「天才たちのワンフレーズ」シリーズ、今回はOscar Petersonのフレーズを紹介します。
Oscar Petersonは他にもかっこいいフレーズはたくさんあるのですが、コード進行を限定してしまうものが多いので、今回は一つのコードに対応するフレーズを紹介します。
今回のフレーズ
ではまず今回のフレーズです。
これは『The Shadow of Your Smile』という曲でのアドリブです。
日本では『いそしぎ』と呼ばれたりします。
有名な曲なので、タイトルでピンとこない方もテーマを聴けばわかるのではないでしょうか。

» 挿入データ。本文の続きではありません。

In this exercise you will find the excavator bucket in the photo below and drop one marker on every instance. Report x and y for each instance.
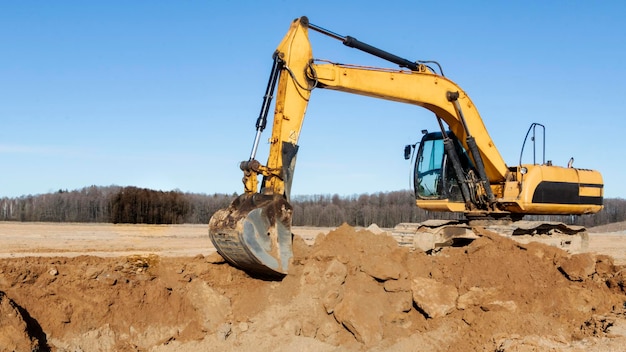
(254, 234)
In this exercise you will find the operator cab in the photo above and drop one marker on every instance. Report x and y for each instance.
(433, 172)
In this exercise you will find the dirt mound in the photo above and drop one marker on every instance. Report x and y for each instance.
(351, 290)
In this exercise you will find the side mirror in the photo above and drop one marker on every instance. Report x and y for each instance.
(407, 151)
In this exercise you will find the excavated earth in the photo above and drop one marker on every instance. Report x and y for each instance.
(351, 290)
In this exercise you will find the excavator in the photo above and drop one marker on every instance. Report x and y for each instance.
(457, 169)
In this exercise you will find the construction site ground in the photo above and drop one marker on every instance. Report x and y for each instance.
(105, 287)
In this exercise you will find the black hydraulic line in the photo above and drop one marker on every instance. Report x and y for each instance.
(532, 127)
(261, 121)
(473, 148)
(355, 43)
(448, 145)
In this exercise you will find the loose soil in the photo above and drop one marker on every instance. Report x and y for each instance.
(76, 287)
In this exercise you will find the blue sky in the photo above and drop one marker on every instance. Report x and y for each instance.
(165, 94)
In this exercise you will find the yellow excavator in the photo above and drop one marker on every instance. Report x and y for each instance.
(457, 169)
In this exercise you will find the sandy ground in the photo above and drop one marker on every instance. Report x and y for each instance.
(105, 287)
(109, 240)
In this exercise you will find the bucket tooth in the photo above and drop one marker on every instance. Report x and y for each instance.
(254, 234)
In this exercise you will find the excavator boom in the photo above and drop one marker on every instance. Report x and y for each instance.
(254, 232)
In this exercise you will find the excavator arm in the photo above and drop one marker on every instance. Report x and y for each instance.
(254, 232)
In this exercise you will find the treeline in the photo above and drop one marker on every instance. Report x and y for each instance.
(114, 204)
(139, 205)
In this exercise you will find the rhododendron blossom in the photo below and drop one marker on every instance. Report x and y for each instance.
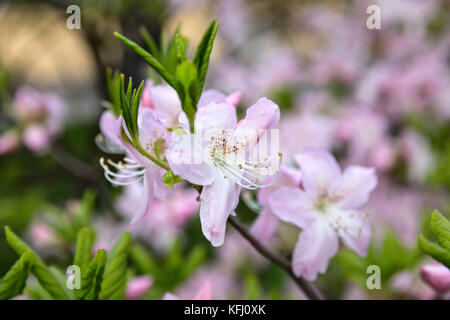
(220, 157)
(326, 206)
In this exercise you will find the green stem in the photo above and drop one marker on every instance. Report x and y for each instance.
(160, 163)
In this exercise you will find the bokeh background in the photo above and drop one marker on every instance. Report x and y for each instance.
(377, 98)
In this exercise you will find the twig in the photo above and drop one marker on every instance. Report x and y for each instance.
(311, 292)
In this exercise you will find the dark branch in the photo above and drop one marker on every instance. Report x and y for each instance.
(310, 291)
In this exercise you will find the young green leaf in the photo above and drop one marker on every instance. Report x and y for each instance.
(42, 273)
(169, 179)
(91, 280)
(144, 261)
(14, 281)
(186, 77)
(60, 277)
(152, 62)
(85, 239)
(148, 39)
(201, 58)
(440, 227)
(114, 277)
(434, 250)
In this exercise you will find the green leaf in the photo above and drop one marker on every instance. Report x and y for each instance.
(114, 278)
(83, 215)
(169, 179)
(62, 280)
(14, 281)
(144, 261)
(434, 250)
(159, 148)
(186, 77)
(196, 256)
(42, 273)
(85, 240)
(148, 39)
(92, 279)
(152, 62)
(180, 48)
(440, 227)
(201, 58)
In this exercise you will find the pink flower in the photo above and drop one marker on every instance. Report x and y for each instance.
(167, 216)
(137, 287)
(159, 110)
(326, 207)
(436, 276)
(266, 223)
(40, 114)
(9, 141)
(36, 138)
(42, 235)
(215, 157)
(204, 293)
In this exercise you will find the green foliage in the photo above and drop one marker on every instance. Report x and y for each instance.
(39, 269)
(201, 58)
(440, 228)
(113, 85)
(391, 257)
(14, 281)
(114, 277)
(169, 272)
(172, 64)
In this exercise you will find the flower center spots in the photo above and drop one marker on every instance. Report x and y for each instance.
(231, 156)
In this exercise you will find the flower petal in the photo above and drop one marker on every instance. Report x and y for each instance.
(436, 276)
(313, 251)
(218, 201)
(145, 200)
(264, 114)
(292, 205)
(205, 292)
(354, 229)
(320, 170)
(265, 225)
(354, 187)
(215, 116)
(185, 157)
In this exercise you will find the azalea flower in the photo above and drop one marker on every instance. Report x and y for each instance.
(137, 287)
(326, 207)
(159, 109)
(436, 276)
(220, 157)
(40, 117)
(266, 223)
(204, 293)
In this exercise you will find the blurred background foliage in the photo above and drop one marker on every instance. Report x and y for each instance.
(64, 189)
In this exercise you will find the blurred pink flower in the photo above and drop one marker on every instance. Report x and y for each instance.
(217, 166)
(9, 141)
(436, 276)
(36, 138)
(326, 207)
(42, 235)
(167, 216)
(204, 293)
(40, 114)
(137, 287)
(266, 223)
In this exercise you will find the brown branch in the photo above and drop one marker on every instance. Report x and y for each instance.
(310, 291)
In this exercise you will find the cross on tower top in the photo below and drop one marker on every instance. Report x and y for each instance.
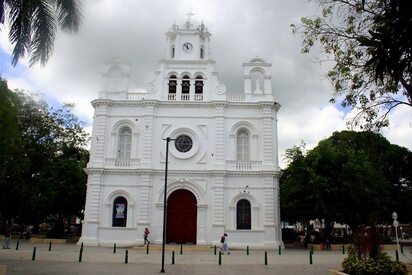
(189, 15)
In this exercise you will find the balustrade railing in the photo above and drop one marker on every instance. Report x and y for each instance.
(243, 165)
(185, 97)
(122, 163)
(198, 97)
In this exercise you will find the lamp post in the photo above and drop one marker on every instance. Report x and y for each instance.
(395, 224)
(168, 139)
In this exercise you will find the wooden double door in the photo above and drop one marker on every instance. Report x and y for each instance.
(181, 225)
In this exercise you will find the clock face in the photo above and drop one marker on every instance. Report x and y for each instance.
(187, 47)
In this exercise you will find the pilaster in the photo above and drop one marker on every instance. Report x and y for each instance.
(148, 141)
(144, 199)
(92, 207)
(219, 137)
(99, 136)
(267, 131)
(218, 201)
(268, 201)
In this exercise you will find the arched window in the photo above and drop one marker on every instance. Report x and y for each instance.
(172, 84)
(119, 212)
(185, 84)
(243, 215)
(125, 143)
(199, 85)
(202, 52)
(242, 139)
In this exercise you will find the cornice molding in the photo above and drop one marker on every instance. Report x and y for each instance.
(186, 104)
(156, 172)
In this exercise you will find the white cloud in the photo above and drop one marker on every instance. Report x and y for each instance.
(241, 30)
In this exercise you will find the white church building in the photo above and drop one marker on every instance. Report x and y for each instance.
(223, 172)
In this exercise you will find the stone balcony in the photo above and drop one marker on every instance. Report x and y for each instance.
(122, 163)
(242, 165)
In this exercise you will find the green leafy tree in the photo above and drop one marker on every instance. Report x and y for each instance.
(355, 178)
(43, 155)
(33, 25)
(12, 159)
(370, 43)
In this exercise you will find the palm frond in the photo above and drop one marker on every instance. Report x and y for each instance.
(2, 10)
(20, 28)
(69, 15)
(43, 32)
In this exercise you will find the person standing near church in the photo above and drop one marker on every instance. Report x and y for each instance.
(225, 246)
(7, 236)
(146, 234)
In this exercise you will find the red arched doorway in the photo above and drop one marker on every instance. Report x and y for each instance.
(181, 217)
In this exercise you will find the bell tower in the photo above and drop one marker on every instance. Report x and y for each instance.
(189, 41)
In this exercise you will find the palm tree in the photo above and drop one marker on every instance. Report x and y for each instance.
(33, 25)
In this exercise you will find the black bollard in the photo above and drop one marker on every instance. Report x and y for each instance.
(173, 257)
(33, 257)
(80, 255)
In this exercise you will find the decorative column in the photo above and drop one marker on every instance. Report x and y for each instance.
(144, 199)
(218, 201)
(179, 89)
(92, 212)
(267, 124)
(99, 135)
(147, 160)
(268, 201)
(219, 137)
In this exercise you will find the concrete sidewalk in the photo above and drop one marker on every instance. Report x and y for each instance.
(64, 259)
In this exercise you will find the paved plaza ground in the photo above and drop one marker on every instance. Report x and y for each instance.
(64, 259)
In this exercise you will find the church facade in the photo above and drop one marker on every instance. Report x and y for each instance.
(223, 172)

Oscar Petersonはテーマをボサノバで、そしてアドリブは4ビートで演奏しています。
今回は5小節めの「Em」でのフレーズを紹介したいと思います。
フレーズ分析
このようなフレーズです。
3和音だけでできているフレーズです。
では細かく見ていきましょう。
この小節のコードは「Em」ですが、フレーズにもこのように「Em」のトライアドが一つおきに出てきます。
そしてその「Em」がひとつずつ転回しながら上がっていきます。
そして「Em」ではないところは、全て「D#m」のトライアドです。
ようするにただ「Em」に向けて、半音下から平行にアプローチしているだけです。
聴くと難しそうですが、実はすごくシンプルな作りになっていると言えるでしょう。
弾くのもかなり難しそうに見えるのですが、このように分解するとそうでもありません。
これを右手で弾きます。
そしてこれを左手で弾きます。
これならかなり楽に弾けるのではないでしょうか。
さすがに今回のフレーズほどテンポが速いとかなり難しいので、最初は遅いテンポで練習しましょう。
まとめ
その小節のコードをトライアドで弾き、それを転回させながら上行させます。
この例では「Cm」です。
そしてそのトライアドに、半音下のトライアドからそれぞれアプローチします。
この例では「Cm」の半音下である「Bm」のトライアドからアプローチするということです。
応用例
「Key=Am」のフレーズです。
このように16ビートでも使えます。
「Am」のトライアドに半音下の「G#m」からアプローチしています。
Oscar Petersonはトニックマイナーに使っていましたが、このようにメジャーコードにも使えます。
ここでは「ドミナント7th」に使ってみました。
ただし【7th】の音は使っていません。
もちろん【7th】を入れても大丈夫です。
これはコードが「Em9」です。
今までは3和音でしたが、これは4和音になっています。
ルートを省略したボイシングにして、それにそれぞれ半音下から平行にアプローチした例です。
このように、4声のコードやテンションを含むコードでも、今回のフレーズは同じように使えます。
さいごに
というわけで今回は、Oscar Petersonの『The Shadow of Your Smile』でのワンフレーズを紹介しました。
かなり応用のしやすいフレーズなので、いろんなコードで使ってみてください。